Bucks didn’t enter into it. He was a bald, scholarly little man with a full brown beard, a sort of secretary and mentor to Tomlinson. He rarely talked; he sat and smiled and watched, and was ready to give data at any moment. Andrée would have rather liked him for his mildness and courtesy, if his collars had been cleaner; she was not constituted to rise above that.

She shut herself into her room while they stayed this day; every sound of that loud discussion reached her, and filled her with rage and disgust. And then, to cap it—

“It’s your wife!” shouted Tomlinson. “That’s what it is! Your damn society lady with her fine airs—that’s what’s ruining you!”

“You shut up and mind your own business!” said Al, and no more than that, no other defense or praise of her.

Perhaps she didn’t realize how tired he was, or how secretly guilty Tomlinson’s reproaches had made him, for after the comrades had gone, she took occasion to speak her mind, and she found him unusually irritable. They took a long stride forward in frankness that afternoon. She called him vulgar and coarse, and he said she was idle and selfish.

All this Al remembered now, walking up and down the room.

“It mustn’t be this way,” he thought. “It must not be. And I’m the one to change it. I’m older—I’m responsible. I knew there’d be difficulties—it’s my job to explain and to reason, and not to quarrel with her. There must be some common ground....

“And even if there isn’t,” he went on. “Even if we never think alike, it needn’t matter. Good God! Haven’t I enough restraint and common decency to get along with the woman I love, even if she has different opinions? Let her be herself!”

He washed his flushed face in cold water and brushed his unruly hair; he subdued his spirit, and went to look for Andrée. He found her in the library, dressed for the street, drawing on her gloves.

“Going out?” he asked, unnecessarily.

She said “Yes,” curtly, and then her heart melted; he looked so neat and subdued and good.

“I’m going for a walk,” she said. “Do you want to come?”

They went out together into the bright Winter air; but try as they would, no words of reconciliation came from either of them. No words at all....

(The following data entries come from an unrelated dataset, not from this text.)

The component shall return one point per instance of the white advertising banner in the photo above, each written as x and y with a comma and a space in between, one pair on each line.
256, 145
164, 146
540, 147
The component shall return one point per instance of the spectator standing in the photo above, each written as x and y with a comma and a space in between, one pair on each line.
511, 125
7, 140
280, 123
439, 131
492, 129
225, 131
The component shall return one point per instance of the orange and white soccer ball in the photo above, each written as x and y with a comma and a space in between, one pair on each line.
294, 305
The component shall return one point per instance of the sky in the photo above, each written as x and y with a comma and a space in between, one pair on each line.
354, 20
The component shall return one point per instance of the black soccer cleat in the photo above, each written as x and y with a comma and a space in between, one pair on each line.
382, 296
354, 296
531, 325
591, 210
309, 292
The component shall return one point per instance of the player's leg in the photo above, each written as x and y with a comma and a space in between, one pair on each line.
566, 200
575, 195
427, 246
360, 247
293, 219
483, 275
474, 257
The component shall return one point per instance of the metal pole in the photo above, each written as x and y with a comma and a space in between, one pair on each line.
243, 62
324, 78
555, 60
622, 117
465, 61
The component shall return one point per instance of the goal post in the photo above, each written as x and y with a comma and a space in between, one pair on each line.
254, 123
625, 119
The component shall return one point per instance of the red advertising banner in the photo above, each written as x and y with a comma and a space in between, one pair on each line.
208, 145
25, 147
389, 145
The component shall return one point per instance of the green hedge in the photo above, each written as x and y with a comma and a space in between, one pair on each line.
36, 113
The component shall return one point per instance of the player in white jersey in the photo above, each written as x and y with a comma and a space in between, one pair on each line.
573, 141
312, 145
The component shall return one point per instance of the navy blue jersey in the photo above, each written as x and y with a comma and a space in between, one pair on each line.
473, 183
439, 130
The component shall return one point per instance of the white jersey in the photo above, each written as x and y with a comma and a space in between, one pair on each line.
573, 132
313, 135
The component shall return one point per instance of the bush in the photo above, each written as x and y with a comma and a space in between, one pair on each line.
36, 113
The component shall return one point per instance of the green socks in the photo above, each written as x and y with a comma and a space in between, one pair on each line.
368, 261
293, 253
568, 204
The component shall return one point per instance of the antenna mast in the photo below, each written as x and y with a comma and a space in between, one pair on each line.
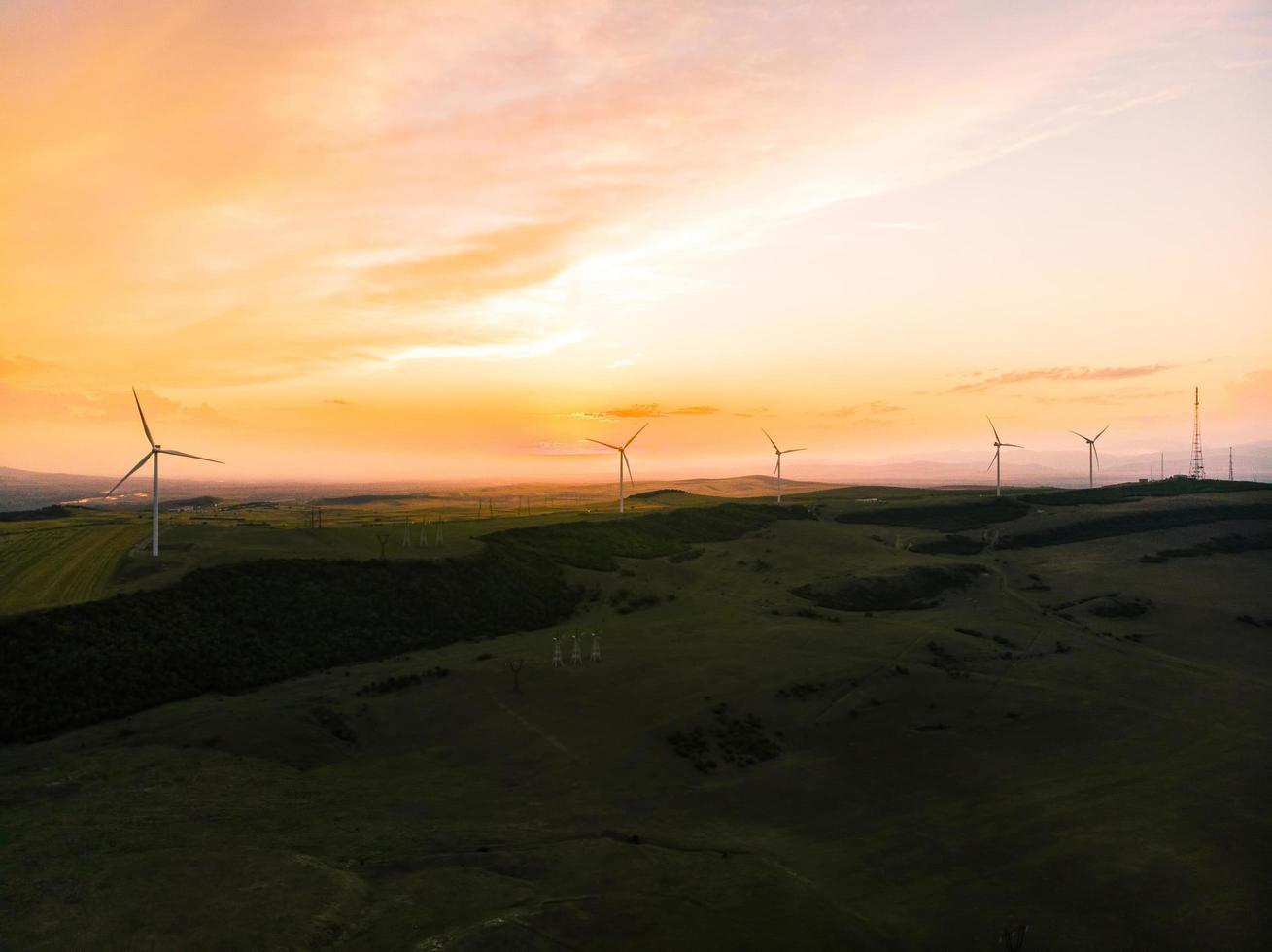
1198, 468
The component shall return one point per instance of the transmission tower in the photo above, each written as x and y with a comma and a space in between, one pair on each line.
1198, 468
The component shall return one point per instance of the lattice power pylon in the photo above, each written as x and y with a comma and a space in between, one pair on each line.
1197, 470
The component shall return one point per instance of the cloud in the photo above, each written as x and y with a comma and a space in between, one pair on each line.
386, 180
1063, 374
498, 350
636, 409
874, 407
904, 225
19, 365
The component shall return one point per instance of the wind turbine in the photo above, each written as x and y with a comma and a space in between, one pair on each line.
1093, 456
997, 457
777, 469
622, 461
155, 449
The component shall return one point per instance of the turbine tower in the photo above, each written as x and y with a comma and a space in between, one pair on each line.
622, 461
1093, 456
997, 457
777, 469
155, 449
1197, 469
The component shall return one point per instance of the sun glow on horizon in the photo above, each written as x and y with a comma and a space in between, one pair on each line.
436, 239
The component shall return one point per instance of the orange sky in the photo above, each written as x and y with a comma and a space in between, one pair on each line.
408, 240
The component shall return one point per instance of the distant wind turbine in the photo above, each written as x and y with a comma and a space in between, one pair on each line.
622, 461
777, 469
1093, 456
155, 449
997, 457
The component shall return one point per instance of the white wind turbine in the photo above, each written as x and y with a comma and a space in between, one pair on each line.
155, 449
1093, 456
622, 461
777, 469
997, 457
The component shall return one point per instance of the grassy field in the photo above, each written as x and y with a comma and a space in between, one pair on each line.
62, 561
1008, 754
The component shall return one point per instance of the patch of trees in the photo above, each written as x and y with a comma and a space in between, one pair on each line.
1119, 608
740, 741
1131, 523
1132, 493
625, 601
943, 516
802, 691
687, 555
237, 627
395, 683
1222, 544
949, 545
913, 589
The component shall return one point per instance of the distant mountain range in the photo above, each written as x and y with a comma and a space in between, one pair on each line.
25, 490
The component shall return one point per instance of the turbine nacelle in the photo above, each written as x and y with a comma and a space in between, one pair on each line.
622, 461
153, 454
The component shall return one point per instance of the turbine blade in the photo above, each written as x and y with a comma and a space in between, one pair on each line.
191, 456
634, 436
144, 460
149, 439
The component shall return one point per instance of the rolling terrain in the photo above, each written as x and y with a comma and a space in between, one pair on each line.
808, 732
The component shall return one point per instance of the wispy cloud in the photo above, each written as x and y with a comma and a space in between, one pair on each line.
522, 349
904, 225
873, 408
1063, 374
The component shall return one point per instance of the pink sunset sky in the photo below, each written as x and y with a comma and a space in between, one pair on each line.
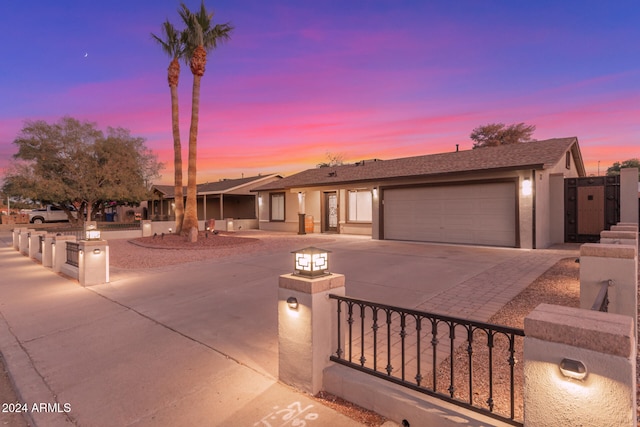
363, 79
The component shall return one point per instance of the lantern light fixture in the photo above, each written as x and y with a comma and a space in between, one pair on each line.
292, 302
311, 262
92, 232
574, 369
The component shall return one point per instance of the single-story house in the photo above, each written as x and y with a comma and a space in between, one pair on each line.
227, 198
511, 196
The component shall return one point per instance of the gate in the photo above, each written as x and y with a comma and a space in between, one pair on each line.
592, 204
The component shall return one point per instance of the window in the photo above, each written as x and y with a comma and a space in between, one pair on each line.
277, 206
360, 206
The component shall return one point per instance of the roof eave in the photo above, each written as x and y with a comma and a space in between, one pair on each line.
405, 177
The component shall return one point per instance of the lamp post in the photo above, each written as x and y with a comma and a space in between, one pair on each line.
311, 262
91, 231
306, 319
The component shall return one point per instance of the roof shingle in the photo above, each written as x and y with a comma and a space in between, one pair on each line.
536, 154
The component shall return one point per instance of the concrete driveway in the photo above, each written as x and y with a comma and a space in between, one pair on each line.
196, 344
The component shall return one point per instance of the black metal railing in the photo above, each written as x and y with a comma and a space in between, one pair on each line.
73, 249
79, 231
403, 346
602, 300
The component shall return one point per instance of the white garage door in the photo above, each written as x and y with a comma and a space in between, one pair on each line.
480, 214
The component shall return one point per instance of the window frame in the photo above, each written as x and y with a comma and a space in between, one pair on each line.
277, 195
349, 207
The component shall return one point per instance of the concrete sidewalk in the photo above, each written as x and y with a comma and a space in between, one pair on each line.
196, 344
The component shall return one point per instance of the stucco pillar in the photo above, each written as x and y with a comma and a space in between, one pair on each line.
16, 237
35, 245
59, 251
47, 250
602, 262
629, 195
23, 240
605, 345
93, 262
306, 334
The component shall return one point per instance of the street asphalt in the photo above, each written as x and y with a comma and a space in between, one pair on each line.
196, 343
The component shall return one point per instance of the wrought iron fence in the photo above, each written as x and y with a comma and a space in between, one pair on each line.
473, 368
602, 300
79, 232
72, 253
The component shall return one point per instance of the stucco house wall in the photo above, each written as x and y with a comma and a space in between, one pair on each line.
538, 217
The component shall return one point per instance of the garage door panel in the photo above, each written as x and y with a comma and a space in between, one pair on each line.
474, 214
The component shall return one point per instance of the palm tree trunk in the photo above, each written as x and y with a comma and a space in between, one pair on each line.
177, 160
190, 223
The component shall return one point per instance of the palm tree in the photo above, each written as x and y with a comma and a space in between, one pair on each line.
200, 37
172, 45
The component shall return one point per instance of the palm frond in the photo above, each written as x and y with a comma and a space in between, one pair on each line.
171, 42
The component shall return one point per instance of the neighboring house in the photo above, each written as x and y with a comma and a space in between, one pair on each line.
227, 198
508, 196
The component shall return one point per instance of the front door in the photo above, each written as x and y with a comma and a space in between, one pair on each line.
331, 212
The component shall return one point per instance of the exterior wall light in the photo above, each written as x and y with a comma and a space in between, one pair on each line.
311, 262
574, 369
92, 232
292, 302
526, 187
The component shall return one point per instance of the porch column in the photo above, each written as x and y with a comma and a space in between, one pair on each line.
629, 195
204, 206
301, 213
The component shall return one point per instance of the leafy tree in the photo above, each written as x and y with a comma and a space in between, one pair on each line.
199, 37
631, 163
172, 45
73, 163
494, 134
332, 160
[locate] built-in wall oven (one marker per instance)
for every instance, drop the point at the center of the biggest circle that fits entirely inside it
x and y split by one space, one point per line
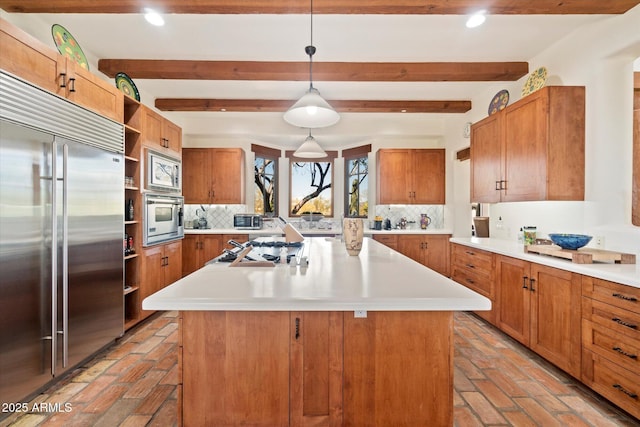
163 218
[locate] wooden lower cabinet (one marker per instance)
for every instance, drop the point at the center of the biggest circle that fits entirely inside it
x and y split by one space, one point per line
611 341
198 249
161 265
316 368
540 307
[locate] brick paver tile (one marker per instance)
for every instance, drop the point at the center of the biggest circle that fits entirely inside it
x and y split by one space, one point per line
481 406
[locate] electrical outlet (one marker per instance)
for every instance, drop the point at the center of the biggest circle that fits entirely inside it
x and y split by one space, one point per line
598 242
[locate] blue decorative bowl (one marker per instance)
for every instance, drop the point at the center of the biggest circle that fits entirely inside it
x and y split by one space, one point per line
570 241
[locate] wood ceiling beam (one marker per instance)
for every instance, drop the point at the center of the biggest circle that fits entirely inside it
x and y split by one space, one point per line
400 7
280 106
322 71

Was it some subtle reflection of her own mood that made him feel so wretched? He was quite as tall as she, he was properly dressed, he carried himself well, he was strong, vigorous, not bad looking. Why then should he feel so small, and so—he had no other word for it—so cheap—as he walked beside her that day? Of course she was beautiful, but she always had been; of course she was proud and a little disdainful, but that also was nothing new. She looked very lovely in her furs; he saw people turn to look at her.... And suddenly, as plainly as if she had spoken the words, he knew that she was ashamed of him.

He stopped short.

“I forgot....” he said. “There’s something I must finish. I’ll go back.

She made no attempt to dissuade him, she let him go without a word, with a smile which he knew was one of relief. When he turned back, he saw her, still walking down the drive, a distinguished and beautiful creature.

“Snob!” he said to himself. “Vain, fickle, cold-hearted snob! She didn’t want me with her. She doesn’t give a damn where I go, or what I do.”

A terrible grief assailed him, which he imagined was anger.

“I might have known it!” he told himself. “They’re all alike—her sort. Pampered and flattered....”

He struggled desperately back to justice.

“I’m making a mountain out of a molehill.... She simply wanted to be alone.... Nothing very bad in that!... She’s only a kid, after all.... She cared enough for me to marry me.... She does care for me!”